Resin Degradation The various forms of softener resin degradation include osmotic shock, mechanical strain, thermal shock and iron, aluminum, calcium carbonate or magnesium hydroxide fouling. Osmotic shock is caused by excessive bead expansion during the service cycle, and contraction during regeneration. Mechanical strain results in broken beads which lowers capacity due to channeling and higher pressure drop.
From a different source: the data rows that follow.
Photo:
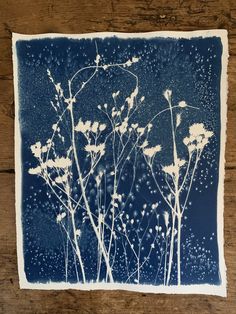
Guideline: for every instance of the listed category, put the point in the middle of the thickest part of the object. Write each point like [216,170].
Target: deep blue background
[190,68]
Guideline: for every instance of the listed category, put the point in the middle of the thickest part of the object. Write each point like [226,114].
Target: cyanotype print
[119,158]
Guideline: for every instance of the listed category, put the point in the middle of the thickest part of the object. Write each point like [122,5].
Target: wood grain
[78,16]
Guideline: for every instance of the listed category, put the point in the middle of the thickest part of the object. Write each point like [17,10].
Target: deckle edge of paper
[219,290]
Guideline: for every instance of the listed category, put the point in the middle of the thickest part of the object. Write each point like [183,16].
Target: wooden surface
[79,16]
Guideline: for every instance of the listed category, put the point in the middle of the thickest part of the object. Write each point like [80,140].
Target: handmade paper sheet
[119,145]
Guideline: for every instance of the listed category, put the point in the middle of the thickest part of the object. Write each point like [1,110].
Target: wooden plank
[78,16]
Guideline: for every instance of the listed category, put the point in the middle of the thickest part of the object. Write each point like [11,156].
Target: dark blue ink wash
[120,159]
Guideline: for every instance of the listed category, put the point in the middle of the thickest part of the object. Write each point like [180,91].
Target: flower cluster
[173,169]
[95,149]
[198,137]
[37,149]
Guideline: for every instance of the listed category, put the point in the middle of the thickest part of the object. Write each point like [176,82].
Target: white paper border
[219,290]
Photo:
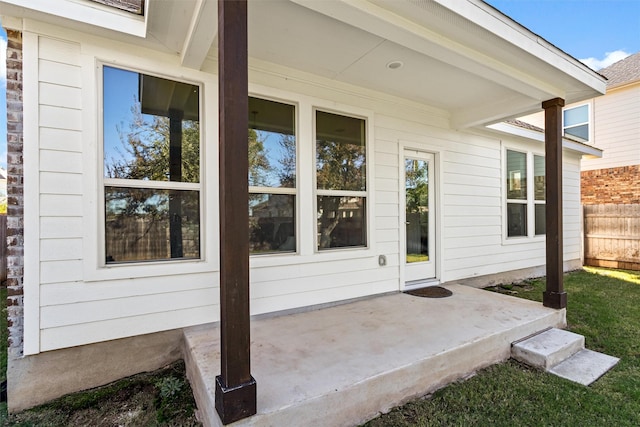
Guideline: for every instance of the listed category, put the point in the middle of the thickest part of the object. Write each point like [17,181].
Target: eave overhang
[538,135]
[462,57]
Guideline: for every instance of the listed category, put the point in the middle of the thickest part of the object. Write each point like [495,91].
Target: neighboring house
[610,183]
[615,118]
[363,116]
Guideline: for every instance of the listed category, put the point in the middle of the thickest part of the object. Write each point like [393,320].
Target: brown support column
[554,296]
[235,387]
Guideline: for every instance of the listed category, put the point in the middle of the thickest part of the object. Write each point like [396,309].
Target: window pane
[516,219]
[541,224]
[516,175]
[539,178]
[340,152]
[149,224]
[574,116]
[272,144]
[272,223]
[581,132]
[151,127]
[341,222]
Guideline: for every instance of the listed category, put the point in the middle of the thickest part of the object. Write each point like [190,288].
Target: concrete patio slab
[585,367]
[343,365]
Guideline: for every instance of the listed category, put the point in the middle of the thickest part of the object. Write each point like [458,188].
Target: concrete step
[562,353]
[585,366]
[548,348]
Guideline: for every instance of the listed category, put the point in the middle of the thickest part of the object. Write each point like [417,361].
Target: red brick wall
[614,185]
[15,215]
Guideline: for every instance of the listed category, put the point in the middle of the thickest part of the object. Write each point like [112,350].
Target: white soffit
[513,130]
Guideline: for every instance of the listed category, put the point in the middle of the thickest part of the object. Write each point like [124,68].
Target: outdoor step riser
[548,349]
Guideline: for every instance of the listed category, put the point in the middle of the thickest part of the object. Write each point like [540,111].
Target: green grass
[604,306]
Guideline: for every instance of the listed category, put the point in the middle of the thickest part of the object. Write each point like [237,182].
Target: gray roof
[622,72]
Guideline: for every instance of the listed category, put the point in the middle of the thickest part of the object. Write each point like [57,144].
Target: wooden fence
[612,236]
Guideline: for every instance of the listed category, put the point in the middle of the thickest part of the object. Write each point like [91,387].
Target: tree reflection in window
[341,180]
[151,140]
[272,177]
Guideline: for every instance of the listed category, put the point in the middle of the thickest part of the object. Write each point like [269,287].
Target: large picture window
[341,181]
[525,198]
[151,147]
[272,177]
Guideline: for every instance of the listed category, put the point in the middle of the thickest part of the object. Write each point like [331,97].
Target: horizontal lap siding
[72,311]
[617,129]
[75,312]
[304,284]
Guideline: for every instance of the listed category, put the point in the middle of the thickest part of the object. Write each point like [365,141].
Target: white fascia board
[568,144]
[202,31]
[84,12]
[508,29]
[11,23]
[390,26]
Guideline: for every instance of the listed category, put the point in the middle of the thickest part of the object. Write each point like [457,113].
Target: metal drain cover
[430,292]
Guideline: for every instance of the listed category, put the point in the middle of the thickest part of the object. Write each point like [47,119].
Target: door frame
[435,187]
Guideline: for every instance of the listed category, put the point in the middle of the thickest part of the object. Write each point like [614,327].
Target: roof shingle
[622,72]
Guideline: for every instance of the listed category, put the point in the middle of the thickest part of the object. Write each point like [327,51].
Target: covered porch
[343,365]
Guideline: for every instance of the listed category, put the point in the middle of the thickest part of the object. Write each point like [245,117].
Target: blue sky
[598,32]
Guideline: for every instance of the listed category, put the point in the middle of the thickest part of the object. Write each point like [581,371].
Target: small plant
[169,387]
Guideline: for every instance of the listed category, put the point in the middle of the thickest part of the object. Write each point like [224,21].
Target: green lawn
[604,306]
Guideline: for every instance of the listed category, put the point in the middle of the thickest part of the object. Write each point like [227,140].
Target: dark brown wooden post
[554,296]
[235,387]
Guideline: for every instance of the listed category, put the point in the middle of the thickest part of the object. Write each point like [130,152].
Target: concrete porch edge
[344,365]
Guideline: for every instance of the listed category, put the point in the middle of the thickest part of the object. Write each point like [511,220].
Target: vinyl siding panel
[617,129]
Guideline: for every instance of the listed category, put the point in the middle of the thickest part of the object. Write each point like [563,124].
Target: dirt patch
[160,398]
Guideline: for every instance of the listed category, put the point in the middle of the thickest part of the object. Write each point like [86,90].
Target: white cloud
[609,58]
[3,60]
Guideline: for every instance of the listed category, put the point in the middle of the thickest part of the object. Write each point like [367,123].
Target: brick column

Thermal shock is caused either by extreme temperature variations (i.e., when a hot service cycle is followed by a cold backwash) or by continuous operation above the maximum allowable temperature for the resin in service.
Iron foulants may originate from such sources as contaminated water supply, corroded water distribution piping, surface water supply containing organically sequestered iron, or contaminated regenerant. Most frequently, iron enters as the insoluble ferric form, coating the surface of the beads, thus prohibiting efficient contact between water and resin. Washing with a reducing agent such as sodium hydrosulfite will reduce the iron to the soluble ferrous form. Alternately, a hydrochloric acid solution may be used to dissolve the ferric form iron directly. Aluminum, calcium carbonate, and magnesium hydroxide fouling are caused by carryover of coagulants or hardness from the pretreatment system. These precipitates coat the surfaces of the resin beads thus reducing its capacity.